How is RSA used?
We now know how to encode and decode a message x. But how is this used in practice? An example:

Payments over the internet
Suppose you want to order an item from a mail order company and pay for it via the internet. Now you don't want to send your credit card number over the net to this company just like that. The chances that this number falls into the wrong hands are too big. To warrant safe communication with this company, the communication will be encoded. The company chooses two primes p and q and appropriate encoding number v, decoding number w and modulus m = pq. The numbers v and m are made public by the company. If you now place your order and want to send your credit card number, you first encode your message (including the credit card number) with the help of the encoding number v and the modulus m. Then you send the encoded message to the company. The mail order company knows the decoding number w and the modulus m and can now decode your message.
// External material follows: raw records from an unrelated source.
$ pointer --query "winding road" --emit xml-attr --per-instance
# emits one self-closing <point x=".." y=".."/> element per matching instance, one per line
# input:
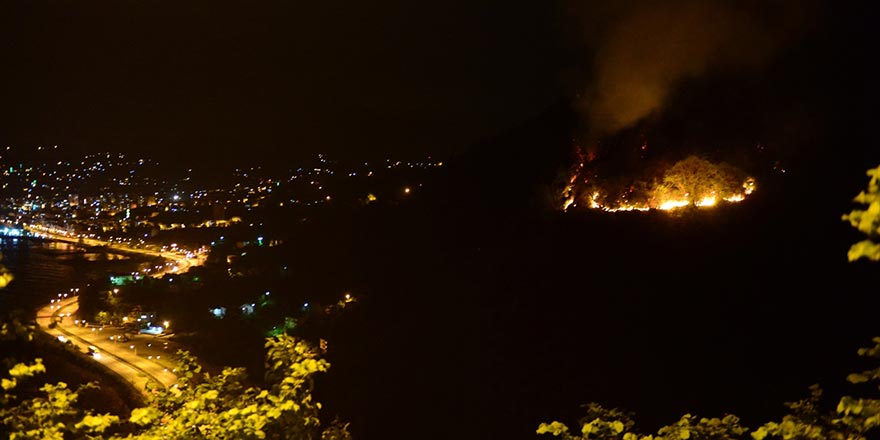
<point x="139" y="360"/>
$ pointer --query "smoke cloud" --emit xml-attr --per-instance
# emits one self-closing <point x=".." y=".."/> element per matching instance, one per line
<point x="650" y="47"/>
However, anyone who does not know w, cannot decode your message.

How secure is RSA?
The security of RSA depends of course on the difficulty of computing the decoding number w. To find out this number it is necessary to know the two primes p and q. Once you know these primes it is a piece of cake to find w. But, as we have already seen in Chapter 1, factoring the modulus m = pq into p and q is an extremely difficult and time-consuming task (provided m is chosen sufficiently large): if one chooses two very big primes p and q, then it is almost impossible to find the factorization of the modulus m = pq. The RSA cryptosystem therefore provides excellent security.